The financial year 2015-16 is set to turn out to be a year for debt market reforms as experts believe there are many positive steps in the offing after the already announced measures. Though it is agreed that these reforms were long pending since many years, the street believes among the other measures Credit Default Swaps (CDS) could be relaunched, steps to enhance liquidity in corporate bonds may be announced and a full fledged screen based trading system for corporate bonds may be put in place.
In the Reserve Bank of India's (RBI) first bi-monthly monetary policy earlier this week, the central bank said that they will formulate a scheme for market making by primary dealers in semi-liquid and illiquid government securities.
"A similar step could perhaps be taken by asking merchant bankers in corporate bonds by asking them to provide liquidity in bonds. That will add to substantial amount of liquidity in bonds. Today once the bonds gets sold in the market, these merchant bankers no longer provide liquidity to the market," said R Sivakumar, head of fixed income and products, Axis Mutual Fund.
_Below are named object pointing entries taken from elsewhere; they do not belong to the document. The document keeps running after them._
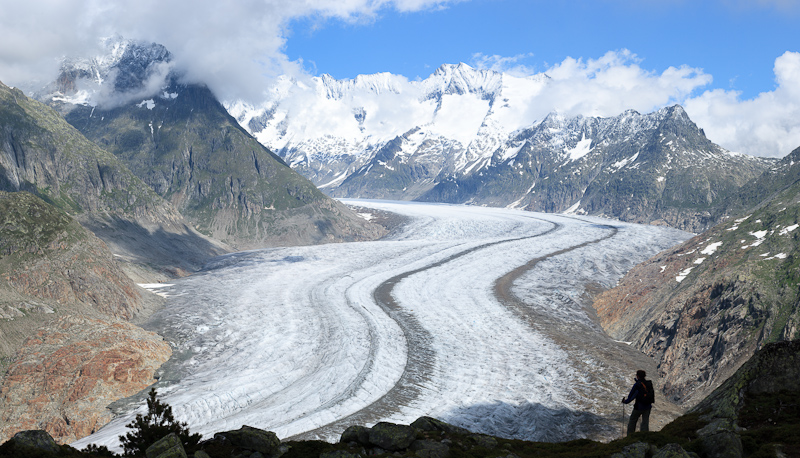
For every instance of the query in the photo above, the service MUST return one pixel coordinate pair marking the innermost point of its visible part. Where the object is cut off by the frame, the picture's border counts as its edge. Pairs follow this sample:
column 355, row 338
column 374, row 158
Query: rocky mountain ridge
column 66, row 348
column 181, row 142
column 468, row 136
column 746, row 416
column 41, row 153
column 704, row 307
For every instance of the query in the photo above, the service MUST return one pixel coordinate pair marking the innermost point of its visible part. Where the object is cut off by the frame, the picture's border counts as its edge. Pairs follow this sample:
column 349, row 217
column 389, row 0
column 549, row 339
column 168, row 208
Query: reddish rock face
column 66, row 375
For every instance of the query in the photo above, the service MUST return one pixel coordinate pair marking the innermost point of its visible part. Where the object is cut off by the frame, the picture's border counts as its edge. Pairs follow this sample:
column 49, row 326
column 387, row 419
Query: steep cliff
column 704, row 307
column 42, row 154
column 51, row 266
column 186, row 147
column 68, row 371
column 65, row 354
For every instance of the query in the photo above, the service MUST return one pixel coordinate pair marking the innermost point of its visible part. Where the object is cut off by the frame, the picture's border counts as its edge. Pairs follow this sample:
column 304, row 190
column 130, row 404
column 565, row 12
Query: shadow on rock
column 533, row 422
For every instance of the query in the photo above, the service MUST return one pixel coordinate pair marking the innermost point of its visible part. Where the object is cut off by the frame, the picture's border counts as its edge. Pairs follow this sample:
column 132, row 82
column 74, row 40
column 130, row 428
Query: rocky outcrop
column 42, row 154
column 703, row 308
column 50, row 266
column 67, row 373
column 758, row 402
column 188, row 149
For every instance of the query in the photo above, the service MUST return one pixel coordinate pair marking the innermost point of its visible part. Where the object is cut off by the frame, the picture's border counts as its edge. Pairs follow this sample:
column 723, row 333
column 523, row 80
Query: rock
column 672, row 451
column 355, row 433
column 432, row 424
column 37, row 439
column 257, row 440
column 635, row 450
column 392, row 437
column 725, row 444
column 430, row 449
column 66, row 374
column 338, row 454
column 482, row 440
column 169, row 446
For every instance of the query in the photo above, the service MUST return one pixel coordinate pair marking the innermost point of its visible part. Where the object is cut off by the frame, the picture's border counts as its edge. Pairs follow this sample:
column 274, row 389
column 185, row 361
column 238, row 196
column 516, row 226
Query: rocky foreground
column 754, row 413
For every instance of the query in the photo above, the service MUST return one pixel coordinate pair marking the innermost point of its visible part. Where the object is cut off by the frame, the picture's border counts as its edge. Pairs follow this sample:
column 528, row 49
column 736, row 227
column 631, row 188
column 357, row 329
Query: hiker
column 642, row 392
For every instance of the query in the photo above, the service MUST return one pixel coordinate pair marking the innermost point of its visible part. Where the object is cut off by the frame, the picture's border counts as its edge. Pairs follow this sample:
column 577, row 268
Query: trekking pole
column 622, row 424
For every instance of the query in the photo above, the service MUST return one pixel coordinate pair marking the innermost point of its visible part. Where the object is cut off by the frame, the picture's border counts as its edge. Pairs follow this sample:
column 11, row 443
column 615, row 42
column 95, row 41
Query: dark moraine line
column 420, row 357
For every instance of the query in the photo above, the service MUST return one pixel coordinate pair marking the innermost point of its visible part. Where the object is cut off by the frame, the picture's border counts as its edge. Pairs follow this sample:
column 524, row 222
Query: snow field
column 294, row 340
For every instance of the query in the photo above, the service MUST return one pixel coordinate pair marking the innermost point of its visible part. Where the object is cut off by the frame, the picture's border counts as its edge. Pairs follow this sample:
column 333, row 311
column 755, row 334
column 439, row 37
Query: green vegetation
column 156, row 424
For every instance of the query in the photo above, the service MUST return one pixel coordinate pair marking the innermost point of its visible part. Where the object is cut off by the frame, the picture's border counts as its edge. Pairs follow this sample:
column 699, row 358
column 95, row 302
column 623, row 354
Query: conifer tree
column 158, row 423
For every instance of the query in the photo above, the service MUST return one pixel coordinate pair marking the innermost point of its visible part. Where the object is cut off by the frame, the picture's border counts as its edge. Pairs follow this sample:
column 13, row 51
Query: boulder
column 432, row 424
column 355, row 433
column 481, row 440
column 672, row 451
column 254, row 439
column 338, row 454
column 169, row 446
column 430, row 449
column 37, row 439
column 391, row 436
column 636, row 450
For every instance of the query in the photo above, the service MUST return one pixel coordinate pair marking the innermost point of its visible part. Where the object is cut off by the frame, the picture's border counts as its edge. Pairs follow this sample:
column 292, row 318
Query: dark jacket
column 637, row 389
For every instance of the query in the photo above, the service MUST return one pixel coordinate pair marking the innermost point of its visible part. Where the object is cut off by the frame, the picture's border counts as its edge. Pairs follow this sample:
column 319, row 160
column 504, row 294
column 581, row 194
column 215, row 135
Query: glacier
column 477, row 316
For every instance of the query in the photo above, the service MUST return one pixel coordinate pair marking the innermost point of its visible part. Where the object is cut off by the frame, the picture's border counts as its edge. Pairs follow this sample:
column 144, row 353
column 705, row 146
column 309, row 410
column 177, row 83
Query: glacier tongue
column 299, row 341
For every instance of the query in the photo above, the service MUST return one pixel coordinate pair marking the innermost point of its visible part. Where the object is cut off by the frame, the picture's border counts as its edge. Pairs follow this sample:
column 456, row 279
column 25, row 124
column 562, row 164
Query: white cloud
column 767, row 125
column 613, row 83
column 234, row 47
column 503, row 64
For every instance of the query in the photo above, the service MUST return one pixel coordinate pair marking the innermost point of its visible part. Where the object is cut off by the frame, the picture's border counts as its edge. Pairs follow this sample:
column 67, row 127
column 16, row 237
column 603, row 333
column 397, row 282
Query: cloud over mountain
column 234, row 47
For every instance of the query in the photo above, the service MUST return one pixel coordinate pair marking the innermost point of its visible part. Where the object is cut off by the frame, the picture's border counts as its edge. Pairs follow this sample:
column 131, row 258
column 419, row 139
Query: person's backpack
column 648, row 396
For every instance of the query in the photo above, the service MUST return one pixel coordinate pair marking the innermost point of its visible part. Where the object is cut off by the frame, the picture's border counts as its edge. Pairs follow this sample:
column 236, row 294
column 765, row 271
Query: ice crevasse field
column 477, row 316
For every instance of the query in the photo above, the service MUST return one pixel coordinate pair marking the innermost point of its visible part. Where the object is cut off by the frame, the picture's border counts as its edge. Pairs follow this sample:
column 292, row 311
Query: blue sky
column 733, row 64
column 737, row 44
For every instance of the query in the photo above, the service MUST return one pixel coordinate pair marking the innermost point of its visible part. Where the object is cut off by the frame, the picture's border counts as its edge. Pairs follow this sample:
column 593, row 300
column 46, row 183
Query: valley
column 305, row 341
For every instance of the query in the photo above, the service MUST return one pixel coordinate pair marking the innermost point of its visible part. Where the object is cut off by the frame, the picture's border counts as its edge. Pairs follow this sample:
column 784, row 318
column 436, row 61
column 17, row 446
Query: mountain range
column 125, row 162
column 702, row 308
column 183, row 144
column 469, row 136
RBI also announced steps to boost retail participation in government securities. These measures include a web-based solution for all mid-segment and retail investors who have gilt accounts to participate in the government securities market and providing these investors direct access to both primary and secondary market platforms without any intermediary. For this, alternate channels of distribution of government securities would be created, RBI said.
"Retail participation in government securities will take a long time as fixed deposit rates are more attractive. There is scope for reforms in corporate bond market. For instance, it is critical to have a full fledged screen based trading system for bonds," said S Prabhu, head of fixed income at IDBI Federal Life Insurance.
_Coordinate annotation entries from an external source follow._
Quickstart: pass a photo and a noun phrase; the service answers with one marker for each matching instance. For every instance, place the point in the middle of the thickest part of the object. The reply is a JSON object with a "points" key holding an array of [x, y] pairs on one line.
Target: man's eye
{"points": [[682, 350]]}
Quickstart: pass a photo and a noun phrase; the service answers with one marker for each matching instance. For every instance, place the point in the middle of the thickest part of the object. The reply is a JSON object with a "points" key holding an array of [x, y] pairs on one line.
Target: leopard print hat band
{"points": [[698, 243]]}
Currently, secondary market activity in corporate bonds continues to be negligible when compared with the volumes in government securities. Besides that though CDS made its debut in 2011, but the instruments failed to take off. CDS are instruments where the buyers receives credit protection while the seller of the swap guarantees the credit worthiness of the debt security.
"The CDS market is needed because those who invest in corporate bonds, are exposed to interest rate risks as well as credit risks due to which there is a need for this instrument. We may also see reissue of bonds by corporates so that there is more liquidity in the market," said K P Jeewan, head of fixed income, Karvy Stock Broking.
According to Nirakar Pradhan, chief investment officer of Future Generali India Life Insurance, with respect to corporate bond market, there is also a need for more transparent settlement mechanism.